Niente pastrocchi
di: MARCO TRAVAGLIO
da: Il Fatto Quotidiano di sabato 10 agosto 2019.
Nella crisi più pazza del mondo, capita anche questo: che il cazzaro primigenio, Renzi, auspichi la cosa più sensata mai detta da un pidino da mesi.
E cioè che, contro la destraccia salvinista, l’unico governo possibile è fra 5Stelle e Pd.
Purtroppo la proposta ha tre difetti.
1) Arriva con 14 mesi di ritardo e non sarebbe più – come a maggio 2018 – l’unione fra il primo e il secondo partito delle Politiche, ma tra i due sconfitti alle Europee contro chi le ha vinte.
2) Viene da Renzi, che ormai ha la credibilità di Pamela Prati e tifa per il taglio dei parlamentari perché, al prossimo giro, non ne avrà più neanche uno.
3) Sarebbe un regalo a Salvini, che già inizia a pagare caro il suo tradimento di sfasciatutto irresponsabile (è subissato di insulti sui suoi social, specie dopo la ferma risposta di Conte, suo unico vero competitor) e non vede l’ora di farlo dimenticare addossandolo ai 5Stelle e strillando al ribaltone.
Certo, la metà e più dell’Italia che guarda con orrore e terrore alla prospettiva di avere presto un monocolore Salvini che si crede il Duce e parla come lui (senza neppure esserlo) a colpi di “Voglio pieni poteri”, “Ordine e disciplina”, “La giustizia la riformo io” accetterebbe di tutto, pur di allontanare l’amaro calice.
Anche un ribaltone.
Che sarebbe costituzionalmente ineccepibile (avrebbe la fiducia del Parlamento) e moralmente giustificabile (a brigante, brigante e mezzo). Ma politicamente a dir poco discutibile, mettendo insieme il secondo e il terzo partito per far fuori il primo.
Con tutti i rischi che comportano, le elezioni restano la via maestra.
Se a ottobre o a primavera, lo deciderà il Parlamento, dove Conte ha saggiamente portato la crisi in piena trasparenza.

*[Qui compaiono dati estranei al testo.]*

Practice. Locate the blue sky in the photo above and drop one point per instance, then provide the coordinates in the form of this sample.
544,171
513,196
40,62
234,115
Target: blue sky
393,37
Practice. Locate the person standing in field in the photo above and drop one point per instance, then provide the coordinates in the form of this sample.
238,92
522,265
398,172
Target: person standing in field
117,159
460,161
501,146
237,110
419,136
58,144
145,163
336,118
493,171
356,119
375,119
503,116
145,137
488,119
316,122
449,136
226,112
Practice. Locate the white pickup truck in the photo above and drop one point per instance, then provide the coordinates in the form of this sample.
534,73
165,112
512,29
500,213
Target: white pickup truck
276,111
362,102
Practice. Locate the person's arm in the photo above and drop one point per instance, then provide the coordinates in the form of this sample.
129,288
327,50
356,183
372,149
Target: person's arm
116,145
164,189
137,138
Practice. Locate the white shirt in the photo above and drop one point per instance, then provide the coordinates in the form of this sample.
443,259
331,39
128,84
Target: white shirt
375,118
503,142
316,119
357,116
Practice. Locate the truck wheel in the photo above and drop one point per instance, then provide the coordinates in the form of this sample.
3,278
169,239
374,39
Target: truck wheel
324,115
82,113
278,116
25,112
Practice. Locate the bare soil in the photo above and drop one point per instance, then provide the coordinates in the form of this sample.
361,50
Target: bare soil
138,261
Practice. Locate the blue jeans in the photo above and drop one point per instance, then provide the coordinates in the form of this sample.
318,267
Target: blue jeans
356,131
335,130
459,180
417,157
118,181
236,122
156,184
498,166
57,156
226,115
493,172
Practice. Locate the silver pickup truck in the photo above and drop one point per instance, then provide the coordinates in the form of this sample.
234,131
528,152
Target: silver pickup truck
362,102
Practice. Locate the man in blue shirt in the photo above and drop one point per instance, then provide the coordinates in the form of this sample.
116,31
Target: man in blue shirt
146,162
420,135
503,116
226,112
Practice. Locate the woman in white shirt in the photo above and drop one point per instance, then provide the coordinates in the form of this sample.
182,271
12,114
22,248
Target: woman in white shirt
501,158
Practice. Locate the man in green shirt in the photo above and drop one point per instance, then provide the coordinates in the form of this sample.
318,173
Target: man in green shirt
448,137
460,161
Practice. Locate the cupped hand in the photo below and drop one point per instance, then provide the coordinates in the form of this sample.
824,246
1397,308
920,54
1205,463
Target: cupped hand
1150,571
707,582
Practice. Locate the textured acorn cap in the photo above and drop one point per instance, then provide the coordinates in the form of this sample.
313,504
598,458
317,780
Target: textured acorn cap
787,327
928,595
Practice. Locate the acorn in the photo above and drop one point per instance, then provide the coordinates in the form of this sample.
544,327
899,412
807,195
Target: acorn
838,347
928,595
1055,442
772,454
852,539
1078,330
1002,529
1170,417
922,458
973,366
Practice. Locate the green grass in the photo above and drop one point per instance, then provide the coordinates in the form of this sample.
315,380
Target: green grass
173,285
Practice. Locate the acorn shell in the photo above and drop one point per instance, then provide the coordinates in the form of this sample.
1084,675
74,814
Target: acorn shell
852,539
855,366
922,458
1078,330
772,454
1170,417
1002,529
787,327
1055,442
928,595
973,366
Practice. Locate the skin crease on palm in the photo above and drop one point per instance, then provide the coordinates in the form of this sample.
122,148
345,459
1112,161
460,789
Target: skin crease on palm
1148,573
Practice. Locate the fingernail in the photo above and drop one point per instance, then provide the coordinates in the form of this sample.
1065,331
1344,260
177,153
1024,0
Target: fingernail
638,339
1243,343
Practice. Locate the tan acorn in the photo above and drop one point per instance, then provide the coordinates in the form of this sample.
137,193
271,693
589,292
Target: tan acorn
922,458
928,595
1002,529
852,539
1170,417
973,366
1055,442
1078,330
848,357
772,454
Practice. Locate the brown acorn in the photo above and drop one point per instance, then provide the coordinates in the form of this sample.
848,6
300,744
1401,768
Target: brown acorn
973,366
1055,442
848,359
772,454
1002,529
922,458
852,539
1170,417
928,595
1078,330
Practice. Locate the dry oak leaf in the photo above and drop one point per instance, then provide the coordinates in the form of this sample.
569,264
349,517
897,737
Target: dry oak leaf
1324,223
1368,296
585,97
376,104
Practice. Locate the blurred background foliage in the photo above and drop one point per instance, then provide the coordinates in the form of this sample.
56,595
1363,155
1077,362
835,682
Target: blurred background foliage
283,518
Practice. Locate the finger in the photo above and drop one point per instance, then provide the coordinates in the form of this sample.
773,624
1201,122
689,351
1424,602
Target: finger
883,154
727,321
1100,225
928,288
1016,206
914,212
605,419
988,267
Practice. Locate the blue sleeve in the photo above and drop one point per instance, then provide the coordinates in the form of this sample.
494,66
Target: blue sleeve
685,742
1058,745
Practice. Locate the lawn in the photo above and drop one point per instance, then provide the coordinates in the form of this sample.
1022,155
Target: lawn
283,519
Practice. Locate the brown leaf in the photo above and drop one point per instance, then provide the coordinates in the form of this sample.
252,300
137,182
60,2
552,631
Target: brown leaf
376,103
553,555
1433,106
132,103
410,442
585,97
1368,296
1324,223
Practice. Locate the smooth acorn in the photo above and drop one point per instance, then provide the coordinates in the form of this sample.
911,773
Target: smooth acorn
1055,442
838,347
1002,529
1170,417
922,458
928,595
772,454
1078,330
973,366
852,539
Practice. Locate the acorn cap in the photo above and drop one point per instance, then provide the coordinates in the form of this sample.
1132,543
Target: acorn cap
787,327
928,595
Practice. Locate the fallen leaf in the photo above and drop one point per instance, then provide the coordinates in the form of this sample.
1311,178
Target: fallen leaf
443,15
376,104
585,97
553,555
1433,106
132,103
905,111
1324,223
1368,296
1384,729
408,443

Lì il premier esporrà le riforme in cantiere che Salvini ha bloccato col suo colpo di mano e chiederà la fiducia.
La Lega gliela negherà.
Il M5S gliela confermerà e nessuno può impedire ad altri di fare altrettanto.
Se il Pd gli votasse la fiducia, il governo Conte resterebbe in piedi, senza i ministri leghisti (sostituibili con gli attuali vice o con personalità esterne).
Per fare poche cose prima delle elezioni a primavera:
• la legge di Bilancio, scongiurando le conseguenze inevitabili di un voto a fine ottobre (esercizio provvisorio, spread ecc.);
• l’ok al taglio dei parlamentari;
• e la conseguente revisione della legge elettorale.
Chissà che i pochi mesi trascorsi a collaborare, senza nuovi governi né ribaltoni, non inneschino la scintilla che noi auspichiamo da anni fra un centrosinistra totalmente rinnovato e ripulito e un M5S più maturo e meno improvvisato sotto la guida di Conte.
Per salvarci da Salvini non prima né contro le elezioni. Ma dopo.